A cláusula que permite atrasar a entrega de um imóvel só é válida se indicar, de forma clara, qual é o prazo máximo desse atraso. Quando esse limite não é informado no contrato, o direito do consumidor à informação é desrespeitado, e a construtora pode ser obrigada a pagar indenização pelos prejuízos causados.
Sentença da 5ª Vara Cível de Manaus declarou a nulidade de cláusula contratual genérica que previa tolerância para entrega de imóvel adquirido na planta sem indicar prazo definido, e condenou a incorporadora responsável ao pagamento de lucros cessantes, danos emergentes, cláusula penal e indenização por danos morais. A decisão foi proferida pelo juiz José Renier da Silva Guimarães.

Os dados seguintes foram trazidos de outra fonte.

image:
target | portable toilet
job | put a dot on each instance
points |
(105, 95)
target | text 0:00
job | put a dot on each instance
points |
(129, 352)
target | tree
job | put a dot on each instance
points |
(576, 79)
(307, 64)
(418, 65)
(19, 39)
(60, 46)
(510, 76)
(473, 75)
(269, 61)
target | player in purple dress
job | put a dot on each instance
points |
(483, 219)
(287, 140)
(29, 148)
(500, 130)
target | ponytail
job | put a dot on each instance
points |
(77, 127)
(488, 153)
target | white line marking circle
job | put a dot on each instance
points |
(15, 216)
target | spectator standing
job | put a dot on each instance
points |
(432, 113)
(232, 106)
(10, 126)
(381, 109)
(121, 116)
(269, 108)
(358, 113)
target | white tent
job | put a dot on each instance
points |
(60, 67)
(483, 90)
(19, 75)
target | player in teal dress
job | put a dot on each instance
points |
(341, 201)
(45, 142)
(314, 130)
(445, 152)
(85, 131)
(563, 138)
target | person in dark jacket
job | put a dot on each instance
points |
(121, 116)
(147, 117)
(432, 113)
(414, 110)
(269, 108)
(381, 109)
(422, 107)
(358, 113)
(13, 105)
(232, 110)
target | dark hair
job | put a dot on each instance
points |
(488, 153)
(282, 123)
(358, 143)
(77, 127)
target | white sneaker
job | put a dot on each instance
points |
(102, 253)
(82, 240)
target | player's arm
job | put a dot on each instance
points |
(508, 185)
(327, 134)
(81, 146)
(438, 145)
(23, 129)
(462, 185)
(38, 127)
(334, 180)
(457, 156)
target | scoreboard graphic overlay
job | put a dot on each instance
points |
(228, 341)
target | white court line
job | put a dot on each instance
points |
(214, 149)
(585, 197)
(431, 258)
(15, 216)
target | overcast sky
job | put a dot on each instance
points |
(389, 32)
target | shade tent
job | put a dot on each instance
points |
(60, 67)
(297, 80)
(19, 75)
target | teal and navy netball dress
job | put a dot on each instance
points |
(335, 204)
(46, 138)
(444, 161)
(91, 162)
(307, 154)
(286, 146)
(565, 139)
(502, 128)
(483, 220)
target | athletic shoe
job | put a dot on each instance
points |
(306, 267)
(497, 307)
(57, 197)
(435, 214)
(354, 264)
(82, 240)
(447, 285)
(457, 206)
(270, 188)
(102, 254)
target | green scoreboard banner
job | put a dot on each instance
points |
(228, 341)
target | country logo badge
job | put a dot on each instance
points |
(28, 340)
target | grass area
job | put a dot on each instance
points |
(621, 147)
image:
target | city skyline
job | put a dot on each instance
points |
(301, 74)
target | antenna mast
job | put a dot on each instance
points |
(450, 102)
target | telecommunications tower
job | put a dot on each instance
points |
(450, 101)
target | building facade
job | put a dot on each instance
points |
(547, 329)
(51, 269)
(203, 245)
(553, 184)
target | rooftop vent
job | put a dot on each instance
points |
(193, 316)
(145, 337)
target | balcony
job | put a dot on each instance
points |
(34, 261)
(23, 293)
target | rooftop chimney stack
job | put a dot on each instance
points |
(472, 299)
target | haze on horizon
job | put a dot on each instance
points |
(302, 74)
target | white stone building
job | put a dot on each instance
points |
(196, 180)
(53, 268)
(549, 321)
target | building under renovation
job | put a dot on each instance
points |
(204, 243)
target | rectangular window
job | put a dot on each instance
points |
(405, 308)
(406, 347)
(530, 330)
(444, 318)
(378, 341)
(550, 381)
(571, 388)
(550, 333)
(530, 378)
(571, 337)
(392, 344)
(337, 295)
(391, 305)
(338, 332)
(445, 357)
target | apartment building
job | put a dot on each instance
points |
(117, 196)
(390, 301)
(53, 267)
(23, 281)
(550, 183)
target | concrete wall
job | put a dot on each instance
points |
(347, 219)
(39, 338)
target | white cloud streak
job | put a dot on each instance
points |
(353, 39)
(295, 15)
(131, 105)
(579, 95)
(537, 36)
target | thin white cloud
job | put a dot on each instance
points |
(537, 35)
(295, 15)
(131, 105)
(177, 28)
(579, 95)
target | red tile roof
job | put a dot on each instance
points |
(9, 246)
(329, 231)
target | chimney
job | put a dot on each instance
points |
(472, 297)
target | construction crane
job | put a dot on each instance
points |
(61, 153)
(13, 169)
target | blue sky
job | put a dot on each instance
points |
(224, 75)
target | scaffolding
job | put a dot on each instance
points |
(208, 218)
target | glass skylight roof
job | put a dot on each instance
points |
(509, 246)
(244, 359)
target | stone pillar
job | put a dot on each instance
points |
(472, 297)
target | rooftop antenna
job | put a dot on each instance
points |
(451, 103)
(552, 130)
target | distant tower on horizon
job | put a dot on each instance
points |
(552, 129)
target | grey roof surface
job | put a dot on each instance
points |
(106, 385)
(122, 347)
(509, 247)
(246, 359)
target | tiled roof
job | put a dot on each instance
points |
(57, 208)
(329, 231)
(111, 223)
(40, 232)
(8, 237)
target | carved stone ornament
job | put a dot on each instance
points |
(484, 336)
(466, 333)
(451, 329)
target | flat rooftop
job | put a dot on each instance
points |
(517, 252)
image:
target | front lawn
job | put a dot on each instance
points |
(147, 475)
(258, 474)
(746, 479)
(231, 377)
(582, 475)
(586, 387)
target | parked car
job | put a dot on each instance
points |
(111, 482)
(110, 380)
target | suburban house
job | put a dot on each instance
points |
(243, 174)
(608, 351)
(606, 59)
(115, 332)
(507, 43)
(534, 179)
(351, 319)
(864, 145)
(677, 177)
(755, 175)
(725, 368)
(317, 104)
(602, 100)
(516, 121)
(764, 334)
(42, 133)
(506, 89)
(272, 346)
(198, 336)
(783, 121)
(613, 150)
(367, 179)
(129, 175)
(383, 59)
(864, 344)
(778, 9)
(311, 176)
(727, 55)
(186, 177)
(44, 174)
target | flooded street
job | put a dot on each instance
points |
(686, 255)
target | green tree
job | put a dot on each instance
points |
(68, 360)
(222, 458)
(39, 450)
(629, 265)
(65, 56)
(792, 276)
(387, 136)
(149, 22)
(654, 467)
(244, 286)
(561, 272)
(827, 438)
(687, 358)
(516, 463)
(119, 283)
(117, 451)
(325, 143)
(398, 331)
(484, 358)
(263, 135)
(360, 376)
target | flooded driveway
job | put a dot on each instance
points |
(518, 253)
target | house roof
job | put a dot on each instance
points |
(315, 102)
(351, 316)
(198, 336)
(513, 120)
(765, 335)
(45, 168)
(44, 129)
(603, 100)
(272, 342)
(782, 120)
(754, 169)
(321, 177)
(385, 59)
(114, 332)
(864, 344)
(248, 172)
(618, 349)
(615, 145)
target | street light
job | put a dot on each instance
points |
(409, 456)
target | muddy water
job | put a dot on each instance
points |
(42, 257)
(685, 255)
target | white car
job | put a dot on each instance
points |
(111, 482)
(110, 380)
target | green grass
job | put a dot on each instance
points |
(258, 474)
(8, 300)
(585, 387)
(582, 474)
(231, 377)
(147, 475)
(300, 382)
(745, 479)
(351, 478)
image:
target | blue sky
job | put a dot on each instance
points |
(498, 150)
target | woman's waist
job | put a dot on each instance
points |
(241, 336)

A controvérsia girou em torno do atraso na entrega de imóvel prometido em prazo pré fixado, cujas chaves só foram entregues pouco mais de dois anos depois. A construtora alegava respaldo contratual para a postergação, com base em cláusula de tolerância prevista no contrato. No entanto, o magistrado considerou a cláusula abusiva por ausência de estipulação clara do prazo adicional, o que viola o dever de informação ao consumidor, previsto no CDC.
“Empresas de grande porte, com vasta experiência no mercado, devem prever prazo razoável quando do lançamento do empreendimento, evitando criar expectativas inócuas nos consumidores”, afirmou o juiz, destacando a necessidade de respeito à boa-fé objetiva e ao equilíbrio contratual.
Com base na jurisprudência do STJ (REsp 1.582.318/RJ), o juízo reconheceu que a cláusula de tolerância só é válida quando expressa, destacada e com prazo definido, de até 180 dias. Sua ausência autoriza o reconhecimento da mora a partir do término do prazo originalmente pactuado.
A sentença condenou a construtora ao pagamento de: Lucros cessantes, calculados em 0,5% do valor venal do imóvel por mês de atraso com juros e correção monetária; cláusula penal moratória, sobre o montante das parcelas efetivamente pagas; danos emergentes, no valor de R$ 7.200,00, referentes aos aluguéis pagos durante o período em que o imóvel não foi entregue; danos morais, fixados em R$ 15 mil, com fundamento no abalo existencial causado à autora pela postergação de seu projeto de vida familiar.
Ao reconhecer o dano moral, o magistrado afirmou que não se tratava de mero inadimplemento, mas de violação relevante a direito da personalidade, pela frustração do direito de uso do imóvel e adiamento injustificado de planos existenciais. “Não se trata de simples atraso na obra, mas do atraso no projeto de vida de uma família”, registrou.